Fenugreek has been used in traditional cure treatments dates back to the 15th century. Different parts of fenugreek such as seeds and leaves were used to treatment of symptoms and ailments. For instance, a paste prepared with ground fenugreek seeds was used to treat eczema, local inflammations of the skin-as locally administered poultice or added to a hot bath [15].

Fenugreek is easily grown all over the world because of its wide adaptation and its usage varies significantly between countries.

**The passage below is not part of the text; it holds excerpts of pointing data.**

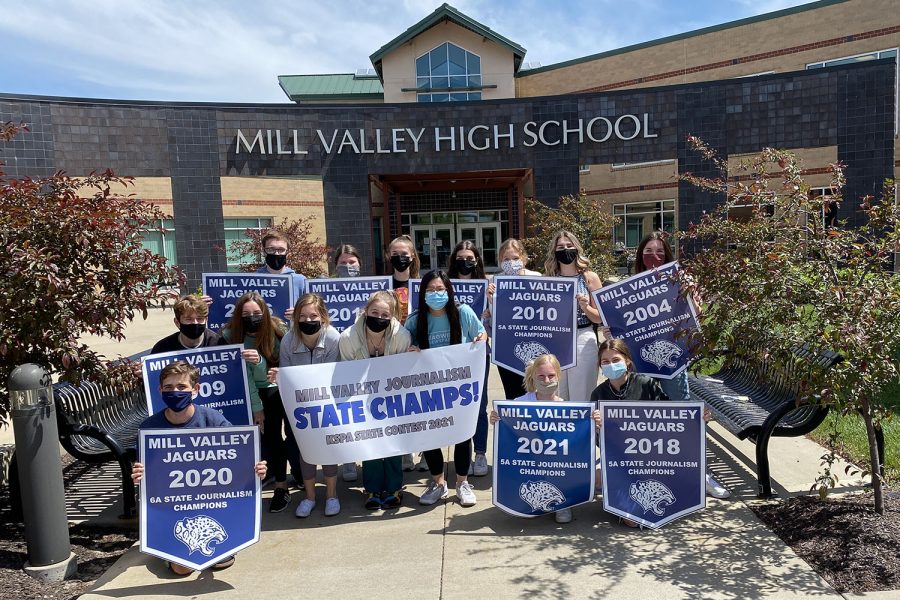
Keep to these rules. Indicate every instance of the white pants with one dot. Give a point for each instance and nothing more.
(577, 383)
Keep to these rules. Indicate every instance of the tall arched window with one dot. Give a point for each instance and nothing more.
(448, 73)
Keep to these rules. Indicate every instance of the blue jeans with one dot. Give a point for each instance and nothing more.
(480, 439)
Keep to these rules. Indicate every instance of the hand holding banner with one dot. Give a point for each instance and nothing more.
(200, 495)
(366, 409)
(226, 288)
(471, 292)
(533, 316)
(654, 460)
(544, 456)
(223, 380)
(647, 311)
(345, 297)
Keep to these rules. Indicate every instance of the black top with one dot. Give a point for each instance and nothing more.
(171, 343)
(637, 388)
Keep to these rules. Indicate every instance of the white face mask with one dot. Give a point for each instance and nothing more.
(511, 267)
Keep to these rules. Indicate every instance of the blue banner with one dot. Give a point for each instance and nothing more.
(223, 380)
(346, 297)
(654, 460)
(226, 288)
(533, 316)
(200, 496)
(471, 292)
(648, 313)
(543, 456)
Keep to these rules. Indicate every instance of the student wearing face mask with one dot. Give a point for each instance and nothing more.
(466, 263)
(311, 341)
(347, 262)
(253, 325)
(276, 249)
(179, 384)
(438, 323)
(405, 262)
(513, 259)
(378, 332)
(191, 314)
(653, 252)
(565, 258)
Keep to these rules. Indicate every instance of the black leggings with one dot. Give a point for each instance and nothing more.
(278, 441)
(462, 458)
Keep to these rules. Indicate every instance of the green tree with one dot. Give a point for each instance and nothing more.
(306, 252)
(785, 276)
(73, 264)
(585, 217)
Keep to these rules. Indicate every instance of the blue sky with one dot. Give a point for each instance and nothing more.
(232, 51)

Many studies were conducted to determine and confirm the traditional uses of fenugreek as herbal cure using different plant part (seeds and leaves) or pure phytochemicals (saponins, steroids, alkaloids). Fenugreek seeds have been reported to have an aphrodisiac effect in ancient times, but modern vaidyas have used it more for digestive and respiratory problems caused by phlegm and wind. In ancient Egypt, it was recorded that methi (fenugreek) was used to facilitate childbirth and increase milk flow, and modern Egyptian women still use fenugreek to make hilba tea to relieve menstrual cramps and relieve other abdominal pains. The Chinese call it hu lu ba and also use it to treat abdominal pain. While the fresh stems and leaves are mostly used as a winter vegetable, seeds are used as a flavor agent in different foods in India [16].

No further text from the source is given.